L’or atteint un record de 3 500 $ l’once mardi, marquant un sommet historique dans un contexte de défiance croissante à l’égard de la Réserve fédérale américaine. Les tensions autour de l’indépendance de la Fed, notamment à la suite des pressions politiques exercées par Donald Trump pour une baisse immédiate des taux, ont provoqué un repli généralisé sur les marchés financiers. Actions, obligations et dollar américain ont été délaissés au profit des valeurs refuges, renforçant l’attrait du métal jaune.

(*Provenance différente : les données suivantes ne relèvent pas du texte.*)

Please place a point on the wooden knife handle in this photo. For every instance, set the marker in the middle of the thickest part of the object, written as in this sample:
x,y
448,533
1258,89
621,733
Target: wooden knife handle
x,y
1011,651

Ce bond spectaculaire, avec une progression de 2,2 % en séance, reflète une hausse marquée de la demande en actifs refuges, notamment dans un climat de volatilité accrue. Après avoir brièvement franchi les 3 500 dollars l’once, le prix de l’or s’est légèrement replié, les investisseurs ayant pris leurs bénéfices. Cette dynamique a été accompagnée d’un renforcement du yen japonais et du franc suisse, deux autres valeurs refuges prisées en temps d’incertitude.
La devise américaine a souffert de cette perte de confiance, tombant à son niveau le plus bas depuis 2023, accentuant encore l’élan haussier sur l’or. Selon Lee Liang Le, analyste chez Kallanish Index Services, « la rapide ascension du prix de l’or cette année me montre que les marchés ont moins confiance que jamais dans les États-Unis. Le discours sur le Trump Trade s’est transformé en vente de l’Amérique. »

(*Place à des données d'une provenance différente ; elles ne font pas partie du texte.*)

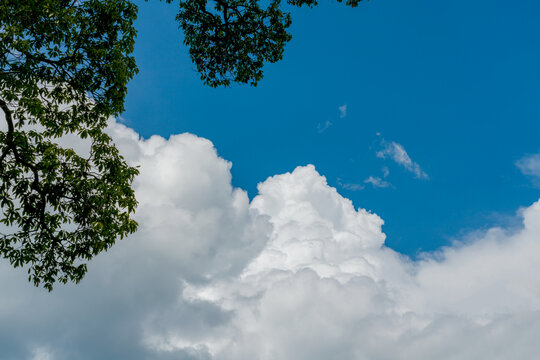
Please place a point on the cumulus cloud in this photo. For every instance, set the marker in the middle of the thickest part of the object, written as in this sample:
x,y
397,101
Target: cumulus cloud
x,y
397,153
530,165
297,273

Depuis le début de l’année 2025, l’or a déjà gagné plus de 30 %, porté par les tensions géopolitiques, les guerres commerciales et la crainte d’une désorganisation institutionnelle. Les investisseurs privilégient désormais l’or comme bouclier face à l’érosion potentielle de leurs actifs en dollars. Les ETF adossés à des lingots enregistrent des afflux massifs, renforcés par les achats soutenus des banques centrales.

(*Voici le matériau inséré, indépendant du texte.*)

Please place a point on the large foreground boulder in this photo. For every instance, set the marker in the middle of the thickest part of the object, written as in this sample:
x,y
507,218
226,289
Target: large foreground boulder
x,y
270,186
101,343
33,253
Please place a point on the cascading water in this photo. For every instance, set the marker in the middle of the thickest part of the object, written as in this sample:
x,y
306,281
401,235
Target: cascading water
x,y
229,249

Cette ruée vers l’or traduit une stratégie globale de diversification hors dollar. Kamakshya Trivedi, stratège chez Goldman Sachs, souligne que « les portefeuilles se réorientent de plus en plus vers une gamme élargie de valeurs refuges ». Dans cette logique, Goldman Sachs anticipe un prix de 4 000 dollars l’once d’ici mi-2026. De leur côté, les analystes de Jefferies qualifient l’or de « seul véritable actif refuge restant » face à la défiance croissante envers les bons du Trésor américains et autres placements classiques.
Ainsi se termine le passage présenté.